Unit 2 – Human Resource Management
2.3 – Leadership and Management
Topics Covered: Scientific & Intuitive Thinking/Management, Leadership vs Management, Leadership Styles
Scientific and Intuitive Thinking/Management
Scientific Management focuses on using data, logic, and structured analysis to make business decisions. Popularized by F.W. Taylor, it involves:
Cons: Can ignore innovation, creativity, and human/emotional factors
- Collecting quantitative (measurable) data
- Breaking tasks into defined steps
- Measuring outcomes, setting standards
- Evidence-based, rational decision making
- Emphasis on process efficiency
Cons: Can ignore innovation, creativity, and human/emotional factors
Intuitive Management/Thinking relies on experience, instinct, or "gut feeling" rather than only data.

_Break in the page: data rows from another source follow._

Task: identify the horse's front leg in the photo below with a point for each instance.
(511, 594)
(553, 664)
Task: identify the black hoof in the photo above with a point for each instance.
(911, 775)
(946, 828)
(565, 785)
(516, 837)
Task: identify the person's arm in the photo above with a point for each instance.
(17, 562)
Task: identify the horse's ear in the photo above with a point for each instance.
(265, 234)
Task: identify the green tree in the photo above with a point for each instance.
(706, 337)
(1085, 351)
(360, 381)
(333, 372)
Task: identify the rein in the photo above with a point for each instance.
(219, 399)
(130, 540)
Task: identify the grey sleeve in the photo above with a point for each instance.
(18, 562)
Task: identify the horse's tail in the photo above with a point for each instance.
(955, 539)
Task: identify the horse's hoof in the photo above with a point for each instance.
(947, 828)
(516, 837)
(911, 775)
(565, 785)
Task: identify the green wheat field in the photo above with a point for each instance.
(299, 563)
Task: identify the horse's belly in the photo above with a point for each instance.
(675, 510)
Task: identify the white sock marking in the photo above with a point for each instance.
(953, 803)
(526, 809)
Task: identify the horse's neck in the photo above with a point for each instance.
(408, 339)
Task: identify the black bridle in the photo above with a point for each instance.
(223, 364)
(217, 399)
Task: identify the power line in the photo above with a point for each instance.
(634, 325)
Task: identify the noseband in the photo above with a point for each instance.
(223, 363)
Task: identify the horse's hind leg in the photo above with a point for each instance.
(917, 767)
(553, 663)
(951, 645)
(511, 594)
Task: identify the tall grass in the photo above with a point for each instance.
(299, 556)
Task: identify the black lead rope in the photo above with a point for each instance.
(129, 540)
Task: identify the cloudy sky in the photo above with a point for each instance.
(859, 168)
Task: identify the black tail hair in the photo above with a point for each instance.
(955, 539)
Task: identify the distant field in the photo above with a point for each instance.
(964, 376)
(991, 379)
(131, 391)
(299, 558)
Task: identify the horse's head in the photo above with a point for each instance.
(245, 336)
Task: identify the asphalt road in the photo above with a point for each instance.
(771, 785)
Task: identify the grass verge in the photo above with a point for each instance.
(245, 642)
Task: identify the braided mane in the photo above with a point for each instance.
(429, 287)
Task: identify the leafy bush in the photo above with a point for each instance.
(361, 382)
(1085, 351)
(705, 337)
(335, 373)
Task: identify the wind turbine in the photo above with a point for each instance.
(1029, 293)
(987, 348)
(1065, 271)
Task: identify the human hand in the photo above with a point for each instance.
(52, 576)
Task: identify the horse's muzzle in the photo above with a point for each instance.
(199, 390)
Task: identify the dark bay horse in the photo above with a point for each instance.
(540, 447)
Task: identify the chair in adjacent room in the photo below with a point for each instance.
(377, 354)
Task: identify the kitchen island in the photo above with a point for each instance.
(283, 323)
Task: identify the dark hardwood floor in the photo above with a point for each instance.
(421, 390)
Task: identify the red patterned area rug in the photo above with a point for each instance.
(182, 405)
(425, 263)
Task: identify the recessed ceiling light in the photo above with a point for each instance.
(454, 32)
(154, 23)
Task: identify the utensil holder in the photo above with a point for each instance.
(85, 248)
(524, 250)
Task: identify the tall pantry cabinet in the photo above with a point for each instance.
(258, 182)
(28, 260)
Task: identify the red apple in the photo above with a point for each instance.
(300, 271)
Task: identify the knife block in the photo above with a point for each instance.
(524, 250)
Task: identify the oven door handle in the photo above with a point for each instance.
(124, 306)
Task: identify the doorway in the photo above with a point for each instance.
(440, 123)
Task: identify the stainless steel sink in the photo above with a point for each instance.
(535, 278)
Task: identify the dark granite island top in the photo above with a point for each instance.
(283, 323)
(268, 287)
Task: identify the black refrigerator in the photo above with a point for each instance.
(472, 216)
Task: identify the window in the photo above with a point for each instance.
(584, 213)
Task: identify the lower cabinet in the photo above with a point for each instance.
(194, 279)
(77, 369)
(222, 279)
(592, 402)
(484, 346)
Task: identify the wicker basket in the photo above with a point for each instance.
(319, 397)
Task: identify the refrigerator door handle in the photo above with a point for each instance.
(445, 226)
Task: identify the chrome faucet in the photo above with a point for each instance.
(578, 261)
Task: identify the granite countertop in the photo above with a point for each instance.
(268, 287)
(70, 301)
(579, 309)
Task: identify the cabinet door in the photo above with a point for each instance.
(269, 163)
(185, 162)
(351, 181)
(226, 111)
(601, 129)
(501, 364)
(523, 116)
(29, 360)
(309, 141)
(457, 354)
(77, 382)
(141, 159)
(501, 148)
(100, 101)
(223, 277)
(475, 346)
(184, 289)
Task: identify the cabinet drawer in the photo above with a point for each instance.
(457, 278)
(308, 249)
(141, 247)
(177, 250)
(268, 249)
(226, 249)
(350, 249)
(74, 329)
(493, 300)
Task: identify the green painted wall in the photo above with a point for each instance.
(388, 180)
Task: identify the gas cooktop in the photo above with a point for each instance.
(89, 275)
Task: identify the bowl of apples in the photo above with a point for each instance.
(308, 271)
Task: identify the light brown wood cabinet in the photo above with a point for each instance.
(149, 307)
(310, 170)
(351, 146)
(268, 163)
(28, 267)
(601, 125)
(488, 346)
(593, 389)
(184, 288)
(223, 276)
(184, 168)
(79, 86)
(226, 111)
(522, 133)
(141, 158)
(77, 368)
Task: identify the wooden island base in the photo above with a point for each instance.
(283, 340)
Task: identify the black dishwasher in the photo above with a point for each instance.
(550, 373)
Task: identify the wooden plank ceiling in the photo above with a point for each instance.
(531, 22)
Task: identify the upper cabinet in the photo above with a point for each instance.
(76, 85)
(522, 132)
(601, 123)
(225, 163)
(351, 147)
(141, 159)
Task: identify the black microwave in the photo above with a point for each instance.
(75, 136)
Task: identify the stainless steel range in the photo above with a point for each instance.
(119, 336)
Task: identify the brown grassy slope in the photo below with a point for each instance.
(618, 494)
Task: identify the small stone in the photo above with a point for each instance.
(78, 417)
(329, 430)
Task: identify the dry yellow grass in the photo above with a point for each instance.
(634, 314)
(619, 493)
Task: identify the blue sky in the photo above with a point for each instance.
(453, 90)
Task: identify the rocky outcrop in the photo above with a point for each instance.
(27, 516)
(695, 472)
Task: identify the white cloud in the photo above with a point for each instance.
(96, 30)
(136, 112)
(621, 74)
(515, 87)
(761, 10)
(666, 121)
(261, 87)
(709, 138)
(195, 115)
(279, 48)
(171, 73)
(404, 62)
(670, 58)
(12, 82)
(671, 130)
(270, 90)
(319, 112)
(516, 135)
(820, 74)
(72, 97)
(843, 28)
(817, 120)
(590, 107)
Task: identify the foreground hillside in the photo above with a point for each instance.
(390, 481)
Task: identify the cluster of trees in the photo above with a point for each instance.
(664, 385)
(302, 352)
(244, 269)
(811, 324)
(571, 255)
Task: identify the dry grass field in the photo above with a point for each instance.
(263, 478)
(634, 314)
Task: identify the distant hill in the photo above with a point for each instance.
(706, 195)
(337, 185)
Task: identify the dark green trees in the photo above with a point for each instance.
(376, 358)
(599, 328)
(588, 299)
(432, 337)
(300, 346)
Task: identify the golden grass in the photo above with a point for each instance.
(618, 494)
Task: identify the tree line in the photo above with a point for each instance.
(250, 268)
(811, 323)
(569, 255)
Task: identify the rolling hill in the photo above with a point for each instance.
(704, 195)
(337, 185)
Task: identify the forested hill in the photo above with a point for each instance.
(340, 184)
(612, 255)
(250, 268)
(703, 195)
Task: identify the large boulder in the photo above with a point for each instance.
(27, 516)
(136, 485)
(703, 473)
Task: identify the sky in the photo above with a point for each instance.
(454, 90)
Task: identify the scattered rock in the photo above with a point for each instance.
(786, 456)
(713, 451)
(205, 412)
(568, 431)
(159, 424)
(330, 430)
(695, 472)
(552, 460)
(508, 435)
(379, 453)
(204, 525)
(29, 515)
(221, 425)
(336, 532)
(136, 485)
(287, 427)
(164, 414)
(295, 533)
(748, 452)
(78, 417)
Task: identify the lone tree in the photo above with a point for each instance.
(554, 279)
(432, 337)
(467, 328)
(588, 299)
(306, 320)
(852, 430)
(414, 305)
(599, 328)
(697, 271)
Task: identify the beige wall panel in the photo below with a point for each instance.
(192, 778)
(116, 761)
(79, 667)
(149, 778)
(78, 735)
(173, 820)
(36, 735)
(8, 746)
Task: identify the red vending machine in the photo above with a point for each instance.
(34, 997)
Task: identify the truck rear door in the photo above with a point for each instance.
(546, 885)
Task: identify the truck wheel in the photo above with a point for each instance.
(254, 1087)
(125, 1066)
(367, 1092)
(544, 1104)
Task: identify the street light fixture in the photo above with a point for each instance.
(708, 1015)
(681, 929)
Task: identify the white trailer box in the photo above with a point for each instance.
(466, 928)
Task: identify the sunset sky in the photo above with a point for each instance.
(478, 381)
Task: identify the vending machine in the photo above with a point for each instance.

Also referred to as "art" of management:
Cons: Prone to bias, may lack rigor or consistency
- Decisions often made quickly, based on pattern recognition
- Used when data is incomplete, ambiguous, or time is short
- Valuable for innovation, crisis leadership, and uncertain environments
- Often combined with scientific approach in effective management
Cons: Prone to bias, may lack rigor or consistency
Leadership and Management: What’s the Difference?
- Leadership is about inspiring and motivating people to work towards a vision or shared goal.
- Management is about planning, organizing, and controlling resources to achieve business objectives efficiently.
- Both are necessary—leaders set direction and motivate, managers put the systems in place to reach goals and keep the organization running smoothly.
- Leadership inspires change and builds new directions
- Management maintains order, consistency, and operational excellence
| Aspect | Leadership | Management |
|---|---|---|
| Focus | Vision, innovation, motivation | Processes, systems, execution |
| Core Function | Inspires people, sets direction | Plans and organizes work |
| Approach | People-centered, emotionally intelligent | Task/goal-oriented, logical |
| Authority | Personal charisma, influence | Formal position, assigned power |
| Change | Drives change and transformation | Ensures stability and predictability |
| Risk tolerance | Often accepts risk, challenges status quo | Tends to minimize risk |
| Example | Steve Jobs, Malala Yousafzai | Middle managers, operations heads |
Leadership Styles
Leadership style is the approach a leader uses to provide direction, implement plans, and motivate people. Effective leaders adapt styles to the context, team, and goals.
Major Leadership Styles:
- Autocratic: Leader makes decisions alone; expects obedience. Useful in crises but can demotivate creative teams.
- Democratic (Participative): Involves employees in decision-making. Builds motivation and commitment; can be slow.
- Laissez-faire: Delegates leadership to team. Promotes creativity and initiative; works well for skilled/motivated teams.
- Paternalistic: Leader acts as "parent" figure, caring for staff welfare but still makes final decisions.
- Transactional: Focuses on reward and punishment to manage performance (clear structure and accountability).
- Transformational: Inspires innovation and change by motivating through vision and values.
Key Points for Students:
- No single “best” style—context and people matter.
- Effective managers use both data and intuition, and can flex between leading and managing as the situation requires.
- Understanding yourself—and those you lead—helps match the right style to achieve organizational goals.